The code shall be modular and as reusable as possible. This is story time! At the very top, there is the Interpreter module: its job is to iterate over the AST to run the program/analysis. There are two iterators: a concrete one (that may not terminate) and an abstract one, that always terminates. You will write the first one for TP1 and reuse it for the next session. The other interpreter is to write in TP3 and use it for all the following sessions.

Under it, there is an Environment module. It represents all the information about the memory state. There are several of them.

  • concrete: it stores a set of mappings variable → value, to run a non deterministic program. It needs an underlying module to handle value computations. This is TP1.

  • typing: it stores a mapping from variables to types. This will be TP2.
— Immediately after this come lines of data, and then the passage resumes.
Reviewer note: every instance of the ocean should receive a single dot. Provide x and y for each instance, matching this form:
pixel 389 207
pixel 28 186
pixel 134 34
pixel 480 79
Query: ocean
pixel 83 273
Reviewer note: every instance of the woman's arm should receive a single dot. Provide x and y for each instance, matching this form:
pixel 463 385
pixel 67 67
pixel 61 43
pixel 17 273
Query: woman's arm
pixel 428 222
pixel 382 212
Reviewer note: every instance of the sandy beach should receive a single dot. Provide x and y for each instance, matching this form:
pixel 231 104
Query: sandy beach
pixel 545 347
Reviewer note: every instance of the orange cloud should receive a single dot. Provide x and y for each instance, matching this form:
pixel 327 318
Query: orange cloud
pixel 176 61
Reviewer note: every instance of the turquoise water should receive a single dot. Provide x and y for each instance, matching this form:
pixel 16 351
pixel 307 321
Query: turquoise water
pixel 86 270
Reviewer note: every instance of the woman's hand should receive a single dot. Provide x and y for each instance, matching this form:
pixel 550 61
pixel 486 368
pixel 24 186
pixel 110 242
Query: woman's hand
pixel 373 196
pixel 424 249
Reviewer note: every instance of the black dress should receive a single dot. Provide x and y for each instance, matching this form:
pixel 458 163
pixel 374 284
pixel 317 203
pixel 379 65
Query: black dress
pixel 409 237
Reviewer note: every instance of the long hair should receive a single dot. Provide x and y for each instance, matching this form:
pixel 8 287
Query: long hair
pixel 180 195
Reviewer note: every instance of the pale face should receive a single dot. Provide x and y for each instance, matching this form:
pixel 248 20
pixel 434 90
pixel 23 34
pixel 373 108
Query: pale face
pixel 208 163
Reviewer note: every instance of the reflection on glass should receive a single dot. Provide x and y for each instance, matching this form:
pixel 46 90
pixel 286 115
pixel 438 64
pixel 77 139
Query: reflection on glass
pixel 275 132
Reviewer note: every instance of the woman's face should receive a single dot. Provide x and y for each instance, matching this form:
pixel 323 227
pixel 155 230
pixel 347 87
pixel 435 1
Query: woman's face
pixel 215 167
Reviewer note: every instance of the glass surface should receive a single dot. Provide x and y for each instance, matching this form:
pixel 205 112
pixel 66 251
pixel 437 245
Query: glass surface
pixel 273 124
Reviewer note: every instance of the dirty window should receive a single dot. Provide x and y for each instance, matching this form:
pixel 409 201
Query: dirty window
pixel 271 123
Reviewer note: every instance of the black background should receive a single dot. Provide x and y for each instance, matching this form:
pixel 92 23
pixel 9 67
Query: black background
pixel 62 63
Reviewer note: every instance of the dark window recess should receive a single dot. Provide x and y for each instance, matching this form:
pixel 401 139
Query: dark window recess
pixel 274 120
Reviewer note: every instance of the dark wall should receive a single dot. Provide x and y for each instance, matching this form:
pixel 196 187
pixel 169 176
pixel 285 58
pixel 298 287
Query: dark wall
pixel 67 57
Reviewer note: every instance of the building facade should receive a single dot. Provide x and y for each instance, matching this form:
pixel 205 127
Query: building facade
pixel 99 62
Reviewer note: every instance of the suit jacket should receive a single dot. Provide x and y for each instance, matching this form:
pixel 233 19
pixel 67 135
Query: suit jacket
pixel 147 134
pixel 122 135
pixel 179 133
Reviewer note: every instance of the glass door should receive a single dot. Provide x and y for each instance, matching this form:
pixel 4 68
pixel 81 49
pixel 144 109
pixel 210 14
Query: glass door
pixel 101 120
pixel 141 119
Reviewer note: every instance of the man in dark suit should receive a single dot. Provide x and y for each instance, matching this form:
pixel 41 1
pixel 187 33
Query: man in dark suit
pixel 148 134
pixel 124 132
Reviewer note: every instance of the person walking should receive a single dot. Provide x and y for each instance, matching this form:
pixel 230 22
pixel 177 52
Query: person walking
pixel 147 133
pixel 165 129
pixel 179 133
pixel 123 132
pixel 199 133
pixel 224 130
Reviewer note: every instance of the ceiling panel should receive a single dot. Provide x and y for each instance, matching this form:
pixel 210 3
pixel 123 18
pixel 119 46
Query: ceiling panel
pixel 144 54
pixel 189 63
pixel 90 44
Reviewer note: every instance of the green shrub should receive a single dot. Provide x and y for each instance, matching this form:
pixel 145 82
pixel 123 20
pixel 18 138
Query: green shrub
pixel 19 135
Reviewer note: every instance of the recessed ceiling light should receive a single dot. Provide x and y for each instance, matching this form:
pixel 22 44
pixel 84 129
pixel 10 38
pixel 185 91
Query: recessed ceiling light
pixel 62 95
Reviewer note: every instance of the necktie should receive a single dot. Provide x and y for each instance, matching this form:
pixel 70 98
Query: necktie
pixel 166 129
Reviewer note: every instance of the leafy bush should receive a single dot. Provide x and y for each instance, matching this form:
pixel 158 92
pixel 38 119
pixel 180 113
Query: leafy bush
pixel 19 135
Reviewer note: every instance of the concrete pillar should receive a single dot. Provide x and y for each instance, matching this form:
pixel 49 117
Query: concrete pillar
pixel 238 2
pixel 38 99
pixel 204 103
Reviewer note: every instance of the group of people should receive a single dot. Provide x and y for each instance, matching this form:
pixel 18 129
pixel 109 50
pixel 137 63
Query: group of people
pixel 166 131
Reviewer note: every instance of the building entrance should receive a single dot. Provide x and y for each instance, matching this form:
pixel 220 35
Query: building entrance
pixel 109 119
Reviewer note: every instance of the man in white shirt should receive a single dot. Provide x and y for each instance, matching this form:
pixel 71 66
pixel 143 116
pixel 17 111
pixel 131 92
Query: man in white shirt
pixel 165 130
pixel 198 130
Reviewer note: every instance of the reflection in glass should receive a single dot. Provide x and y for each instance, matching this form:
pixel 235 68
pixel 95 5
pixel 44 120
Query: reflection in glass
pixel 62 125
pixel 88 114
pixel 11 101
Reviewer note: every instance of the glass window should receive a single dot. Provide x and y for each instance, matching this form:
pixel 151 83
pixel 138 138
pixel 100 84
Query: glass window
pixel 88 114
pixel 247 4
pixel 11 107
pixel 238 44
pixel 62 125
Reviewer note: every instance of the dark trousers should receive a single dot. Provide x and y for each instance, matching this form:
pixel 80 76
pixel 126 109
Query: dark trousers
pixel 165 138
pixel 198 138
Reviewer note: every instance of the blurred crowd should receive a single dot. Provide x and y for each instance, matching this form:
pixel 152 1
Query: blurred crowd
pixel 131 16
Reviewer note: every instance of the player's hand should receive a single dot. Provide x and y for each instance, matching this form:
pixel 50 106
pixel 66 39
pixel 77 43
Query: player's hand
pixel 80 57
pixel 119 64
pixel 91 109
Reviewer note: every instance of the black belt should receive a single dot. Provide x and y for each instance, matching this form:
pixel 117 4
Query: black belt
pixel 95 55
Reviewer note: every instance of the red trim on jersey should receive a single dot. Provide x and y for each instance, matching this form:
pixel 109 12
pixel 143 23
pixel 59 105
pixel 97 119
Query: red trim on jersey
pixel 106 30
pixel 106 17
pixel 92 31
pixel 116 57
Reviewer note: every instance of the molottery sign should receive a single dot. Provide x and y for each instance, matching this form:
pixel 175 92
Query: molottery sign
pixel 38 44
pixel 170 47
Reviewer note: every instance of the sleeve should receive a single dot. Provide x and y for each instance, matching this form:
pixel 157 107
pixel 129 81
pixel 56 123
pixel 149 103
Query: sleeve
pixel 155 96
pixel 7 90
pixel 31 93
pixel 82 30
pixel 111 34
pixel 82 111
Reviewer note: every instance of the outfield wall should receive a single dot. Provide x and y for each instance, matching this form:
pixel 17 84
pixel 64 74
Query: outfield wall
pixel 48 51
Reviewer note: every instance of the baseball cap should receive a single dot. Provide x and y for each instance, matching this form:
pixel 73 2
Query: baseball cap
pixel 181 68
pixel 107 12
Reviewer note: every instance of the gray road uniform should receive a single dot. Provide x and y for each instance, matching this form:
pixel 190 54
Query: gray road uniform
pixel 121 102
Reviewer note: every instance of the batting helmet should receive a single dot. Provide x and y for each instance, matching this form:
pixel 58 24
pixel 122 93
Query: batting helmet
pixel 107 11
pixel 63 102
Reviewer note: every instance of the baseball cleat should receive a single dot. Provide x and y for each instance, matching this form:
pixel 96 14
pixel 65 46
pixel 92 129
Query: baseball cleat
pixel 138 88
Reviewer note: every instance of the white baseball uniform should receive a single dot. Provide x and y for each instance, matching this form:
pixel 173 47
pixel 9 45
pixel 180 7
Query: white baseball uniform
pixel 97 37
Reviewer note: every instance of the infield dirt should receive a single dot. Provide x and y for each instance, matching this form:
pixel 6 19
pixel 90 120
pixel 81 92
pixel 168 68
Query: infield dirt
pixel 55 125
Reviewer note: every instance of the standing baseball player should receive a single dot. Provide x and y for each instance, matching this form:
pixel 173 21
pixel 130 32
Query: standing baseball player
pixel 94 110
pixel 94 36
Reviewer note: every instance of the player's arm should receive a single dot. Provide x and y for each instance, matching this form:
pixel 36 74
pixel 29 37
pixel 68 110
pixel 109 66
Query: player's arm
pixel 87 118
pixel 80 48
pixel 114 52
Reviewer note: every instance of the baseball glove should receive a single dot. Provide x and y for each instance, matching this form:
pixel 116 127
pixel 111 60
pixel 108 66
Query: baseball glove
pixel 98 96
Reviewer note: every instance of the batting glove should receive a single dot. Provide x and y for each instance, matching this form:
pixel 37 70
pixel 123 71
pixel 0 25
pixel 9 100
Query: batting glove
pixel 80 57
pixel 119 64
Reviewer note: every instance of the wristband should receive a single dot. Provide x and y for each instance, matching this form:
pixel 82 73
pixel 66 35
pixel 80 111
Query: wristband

  • values: it stores a mapping from variables to abstract values. It needs an underlying module to handle abstract values computations. This will be TP3.

  • equality: it only stores equality relation between variables. This will be TP4.

  • product: it has two underlying environments and stores both values and make them cooperate. This will be TP5.

Some of them need an underlying module that handles computation on values: this is the Value module. There is only one. It takes two underlying domains: one for numeric values and one for boolean values. The value of a variable is thus an integer and a boolean (abstract or concrete) value. Both of them are optional. This module is in two parts: since the code is very redundant, the module ValueBasics that handle the orgy of pattern matching, and Value just use it with appropriate functions.

Now, there are integer (resp. boolean) value modules in int_domain (resp. bool_domain).

Under all of that, there is the error module. It is the common types of errors across all the hierarchy of modules.

Now, look at analyzer.ml. There is a pattern matching to instantiate all the functors. You have to implement the corresponding modules (everywhere there are assert false). Implement in the order of instantiation, from the bottom to the top.